Refugee children a step closer to being reunited with families as MPs vote for “the right thing to do”

Children who have fled persecution, trafficking and torture to come to the UK are one step closer to being reunited with their close families abroad after MPs from across the political spectrum expressed their assent to the second reading of SNP’s Angus MacNeil’s Refugees (Family Reunion) Bill.

The Refugee Council hailed the vote a “huge step forward towards refugees in the UK being able to be reunited with their families.”

However as this is a Private Member’s Bill, without Theresa May’s government’s support, it is still unlikely to pass itno law.

Ministers insist that allowing reugee children to be joined by their parents and close family would encourage people to make a risky journey to the UK.

However the Labour Party, SNP, LibDems and many Tory MPs regard this as a common sense question of morality, as do charities and international bodies such as the Red Cross, Amnesty and the UNHCR.

Angus Macneil today told parliament that it is the “right thing” to do.

Ahead of today’s debate, The SNP MP said “people see this as a Good Samaritan Bill: everybody is on side.

“It’s not party political – any MP could have taken this from any party and it could have sat quite comfortably with their political philosophy.”

The bill also calls for reinstating legal aid for refugees so that they haveThe Conservatives’ cuts to legal aid have hit refugees as well as the family courts, with terrible scenes of teenage asylum seekers forced to account for themselves in court.

The Family Reunification Bill also seeks to increase age of children allowed to join refugee parents in the UK from 18 to 25.

The Labour Party said these measures “address anomalies” in the refugee system, effects a relatively small number of people, but would have a much needed “transformational” effect on their lives.

At present refugees who are over 18 can bring their families to UK. But bizarrely, children, who need their families even more, are unable to.

Labour’s shadow immigration minister Afzal Khan told the House of Commons: “we have a perverse situation where unaccompanied children are not allowed to bring their close family members to join them in the same way as an adult can.

“These are already some of the most vulnerable children in our society. They face language and cultural barriers, on top of the trauma of being forced to flee war and violence.

“We are one of the only countries in Europe that further denies them the right to reunite with their families. Evidence shows that refugees who are not permitted to be joined by close relatives struggle to integrate.”

He added: “reforming the refugee family reunion rules would be a simple but important step towards addressing the anomalies in our refugee system. It would affect a small number of people, but it would transform their lives.

“The Bill is based on liberal values of fairness, human rights and the protection of the most vulnerable. Labour Members will support its Second Reading, and I hope that all other Members will as well.”

Today, despite the stance of certain Conservatives and their Prime Minister, MPs from across the political spectrum called for families to be reunited.

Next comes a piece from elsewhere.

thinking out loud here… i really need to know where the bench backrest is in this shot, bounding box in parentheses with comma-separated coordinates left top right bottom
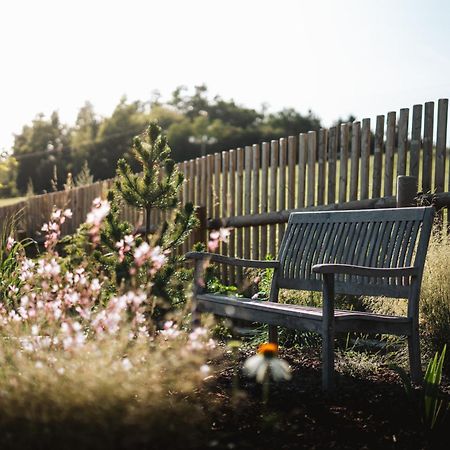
(276, 207, 434, 298)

“The key word here is ‘refugee’,” insited Conservative MP Anna Soubry. “Everybody forgets what and who a refugee is; this is somebody who is fleeing a place they love—their home. They do not want to leave it, but circumstances, that we cannot even begin to imagine, mean they literally grasp the first things that come to hand and flee their home looking for a place of refuge.” The “modest” measure, she said, would show the “type of Conservatives we are all proud to call ourselves”.

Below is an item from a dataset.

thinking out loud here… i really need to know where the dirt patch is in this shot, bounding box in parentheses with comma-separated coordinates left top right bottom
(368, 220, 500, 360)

However her Tory colleague Will Quince, disagreed, insisting it is unhelpful for opponents of the bill to be portrayed as “cold-hearted.”

Former Lib Dem leader Tim Farron said “compassion and common sense should take the place of pedantry”.

Emotive stories were detailed in today’s debate. Conservative MP Sir Peter Bottomley mentioned how he and his wife had taken in a refugee to their home, and asked Angus Macneil what sort of numbers would be affected.

“Between 800 and 1,000 at the moment,” replied the SNP MP. “It is not a huge number. I commend him for what he has done to help refugees in the past. He sees the benefits of that today in his personal life, and there are a number of similar examples of that from across the world.”

He added: “This Bill merely takes the UK into line with the rest of Europe. If I have any criticism of what I am trying to achieve, it is that my Bill is so small and unspectacular—so much so that we should have no problem in passing it. Someone would have to have a very hard heart or an empathy bypass not to want to ensure that the limited measures I ask for today become law. May I say how grateful I am for the support of people who have done well in life yet have made it their concern and business to use their position to help the least well-off in the world? Some are celebrities—actors and actresses, and pop stars—who have used their position to highlight this Bill and given their time very freely.”